Vanda Pharmaceuticals Inc today announced the results of a HETLIOZ (tasimelteon) driving study to measure next day performance. Tasimelteon did not impair measures of driving performance, whereas the active control, zopiclone, showed significant impairment.

In this triple crossover study, 48 healthy volunteers drove 100 km in a validated driving simulator the morning after taking a bedtime dose of either tasimelteon 20 mg, zopiclone 7.5 mg, or placebo. The volunteers were instructed to operate the driving simulator for approximately 1 hour with a speed of 55 mph while maintaining lane position.

Treatment with tasimelteon 20 mg at bedtime demonstrated no next day driving impairment compared to placebo. Treatment with zopiclone 7.5 mg dosed at bedtime was associated with a meaningful and significant increase in standard deviation of lateral position (SDLP), a measure of lane weaving, compared to the placebo treatment.
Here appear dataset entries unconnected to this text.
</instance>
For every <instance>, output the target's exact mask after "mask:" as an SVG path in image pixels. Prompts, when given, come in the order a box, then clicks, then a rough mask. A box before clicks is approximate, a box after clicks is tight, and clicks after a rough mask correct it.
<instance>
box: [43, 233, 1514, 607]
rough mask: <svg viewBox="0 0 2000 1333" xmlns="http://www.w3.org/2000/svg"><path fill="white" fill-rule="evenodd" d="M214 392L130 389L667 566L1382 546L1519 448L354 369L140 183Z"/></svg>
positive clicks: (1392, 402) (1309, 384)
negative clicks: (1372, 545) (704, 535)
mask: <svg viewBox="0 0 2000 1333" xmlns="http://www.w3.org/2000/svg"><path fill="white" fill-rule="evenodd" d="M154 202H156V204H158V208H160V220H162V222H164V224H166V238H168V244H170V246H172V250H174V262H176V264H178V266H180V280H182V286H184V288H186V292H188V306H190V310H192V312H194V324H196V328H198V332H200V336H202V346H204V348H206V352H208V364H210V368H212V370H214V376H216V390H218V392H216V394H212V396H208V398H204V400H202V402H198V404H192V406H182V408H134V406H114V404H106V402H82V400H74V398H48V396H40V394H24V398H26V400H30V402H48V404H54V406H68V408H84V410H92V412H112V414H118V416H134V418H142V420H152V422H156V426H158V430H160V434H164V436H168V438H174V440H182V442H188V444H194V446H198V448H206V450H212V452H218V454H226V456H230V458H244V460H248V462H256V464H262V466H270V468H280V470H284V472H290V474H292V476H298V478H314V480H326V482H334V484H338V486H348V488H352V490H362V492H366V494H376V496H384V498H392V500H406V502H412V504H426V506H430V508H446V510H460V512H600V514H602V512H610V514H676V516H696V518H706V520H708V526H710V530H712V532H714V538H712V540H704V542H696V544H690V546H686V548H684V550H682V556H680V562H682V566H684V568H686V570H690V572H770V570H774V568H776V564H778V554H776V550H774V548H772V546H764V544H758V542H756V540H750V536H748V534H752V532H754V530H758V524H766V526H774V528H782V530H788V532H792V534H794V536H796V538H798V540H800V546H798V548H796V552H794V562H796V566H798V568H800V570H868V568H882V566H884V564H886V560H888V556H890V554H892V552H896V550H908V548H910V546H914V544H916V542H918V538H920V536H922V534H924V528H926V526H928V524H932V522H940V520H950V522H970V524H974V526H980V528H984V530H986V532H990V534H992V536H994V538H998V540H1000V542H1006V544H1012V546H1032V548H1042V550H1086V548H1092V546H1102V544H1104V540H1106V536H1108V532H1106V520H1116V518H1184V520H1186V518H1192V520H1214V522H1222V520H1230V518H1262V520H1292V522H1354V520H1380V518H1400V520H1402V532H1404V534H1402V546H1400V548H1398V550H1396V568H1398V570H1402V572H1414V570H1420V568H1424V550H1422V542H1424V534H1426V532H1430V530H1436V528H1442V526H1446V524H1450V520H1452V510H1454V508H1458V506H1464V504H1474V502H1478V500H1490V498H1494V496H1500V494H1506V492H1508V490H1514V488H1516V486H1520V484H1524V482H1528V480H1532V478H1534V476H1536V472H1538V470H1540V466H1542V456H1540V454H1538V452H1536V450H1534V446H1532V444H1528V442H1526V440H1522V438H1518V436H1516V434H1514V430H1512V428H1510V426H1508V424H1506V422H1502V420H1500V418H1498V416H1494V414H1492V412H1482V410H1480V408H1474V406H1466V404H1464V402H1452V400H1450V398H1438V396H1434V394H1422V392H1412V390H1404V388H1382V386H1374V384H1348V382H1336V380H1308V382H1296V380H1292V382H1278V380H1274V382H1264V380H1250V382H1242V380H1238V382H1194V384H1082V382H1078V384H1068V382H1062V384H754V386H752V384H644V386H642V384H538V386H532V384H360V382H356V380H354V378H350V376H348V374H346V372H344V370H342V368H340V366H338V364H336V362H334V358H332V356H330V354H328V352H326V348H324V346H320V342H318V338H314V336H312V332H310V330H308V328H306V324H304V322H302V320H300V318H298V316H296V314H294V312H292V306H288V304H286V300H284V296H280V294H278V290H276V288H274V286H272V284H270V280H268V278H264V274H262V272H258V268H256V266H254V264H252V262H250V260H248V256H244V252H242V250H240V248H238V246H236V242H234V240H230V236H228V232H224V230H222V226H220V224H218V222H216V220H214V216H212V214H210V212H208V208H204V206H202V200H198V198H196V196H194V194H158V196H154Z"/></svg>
A secondary analysis of the paired differences between treatments (a symmetry analysis) confirmed that tasimelteon did not impair next day driving while there was an impairment with zopiclone. A difference of 4.4 cm is considered equivalent to the driving impairment associated with a blood alcohol (BAC) level of 0.05%, a level associated with increased crash risk.
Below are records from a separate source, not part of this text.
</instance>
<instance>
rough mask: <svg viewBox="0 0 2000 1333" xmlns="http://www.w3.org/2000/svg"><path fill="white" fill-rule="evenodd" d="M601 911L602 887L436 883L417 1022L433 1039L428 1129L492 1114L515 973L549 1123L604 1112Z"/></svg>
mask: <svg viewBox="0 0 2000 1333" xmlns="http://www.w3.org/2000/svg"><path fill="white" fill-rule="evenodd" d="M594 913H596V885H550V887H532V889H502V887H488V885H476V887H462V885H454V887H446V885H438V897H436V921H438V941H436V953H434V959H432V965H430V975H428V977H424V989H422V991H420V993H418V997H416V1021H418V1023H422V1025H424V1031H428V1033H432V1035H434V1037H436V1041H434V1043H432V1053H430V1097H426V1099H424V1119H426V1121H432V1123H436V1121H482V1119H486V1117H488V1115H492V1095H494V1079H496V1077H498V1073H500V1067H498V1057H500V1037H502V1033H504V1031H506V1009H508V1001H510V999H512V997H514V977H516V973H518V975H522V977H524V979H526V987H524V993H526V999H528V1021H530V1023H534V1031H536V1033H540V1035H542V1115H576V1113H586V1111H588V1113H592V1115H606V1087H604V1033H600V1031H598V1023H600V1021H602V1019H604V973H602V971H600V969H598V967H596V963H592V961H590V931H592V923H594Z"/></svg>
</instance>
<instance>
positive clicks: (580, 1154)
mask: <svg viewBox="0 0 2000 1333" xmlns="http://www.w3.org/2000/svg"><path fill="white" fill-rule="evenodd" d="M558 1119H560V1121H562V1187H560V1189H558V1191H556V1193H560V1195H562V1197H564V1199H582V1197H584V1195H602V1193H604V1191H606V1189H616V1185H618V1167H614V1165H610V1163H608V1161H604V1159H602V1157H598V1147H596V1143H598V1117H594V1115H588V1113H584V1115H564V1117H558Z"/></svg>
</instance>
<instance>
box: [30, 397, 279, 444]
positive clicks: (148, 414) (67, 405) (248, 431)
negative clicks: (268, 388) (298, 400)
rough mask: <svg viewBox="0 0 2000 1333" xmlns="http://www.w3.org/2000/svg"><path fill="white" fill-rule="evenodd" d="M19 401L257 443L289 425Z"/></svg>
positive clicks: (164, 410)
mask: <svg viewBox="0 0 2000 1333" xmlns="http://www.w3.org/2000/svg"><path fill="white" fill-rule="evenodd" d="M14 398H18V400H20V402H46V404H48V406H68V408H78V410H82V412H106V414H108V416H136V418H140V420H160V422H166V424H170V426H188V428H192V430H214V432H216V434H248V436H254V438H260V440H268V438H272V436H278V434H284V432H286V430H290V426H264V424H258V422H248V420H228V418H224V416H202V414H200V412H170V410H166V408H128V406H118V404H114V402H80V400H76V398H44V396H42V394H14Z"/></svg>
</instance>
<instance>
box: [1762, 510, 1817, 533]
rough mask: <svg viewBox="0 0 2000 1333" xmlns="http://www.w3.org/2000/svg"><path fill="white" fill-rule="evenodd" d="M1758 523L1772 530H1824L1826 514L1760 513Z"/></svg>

“Compared to other sleep agents where we’ve investigated next-day residual effects on driving, tasimelteon demonstrated no impairment when evaluated 9 hours after dosing,” says Gary G. Kay, PhD, president of Cognitive Research Corporation, the contract research organization who ran the study, in a release.  Kay serves as a consultant for the National Highway Transportation Safety Administration (NHTSA) and is an expert in drug-impaired driving.

HETLIOZ is currently approved for the treatment of Non-24 Hour Sleep Wake Disorder. Vanda plans to file a supplemental new drug application for HETLIOZ for the treatment of jet lag disorder with the FDA in 2018. It is not currently approved by any regulatory authority for the treatment of jet lag.

Zopiclone is a non-benzodiazepine sleep agent marketed at a dose of 7.5 mg in countries outside the United States. In the US, eszopiclone the s-enantiomer of zopiclone, is available under the brand name Lunesta.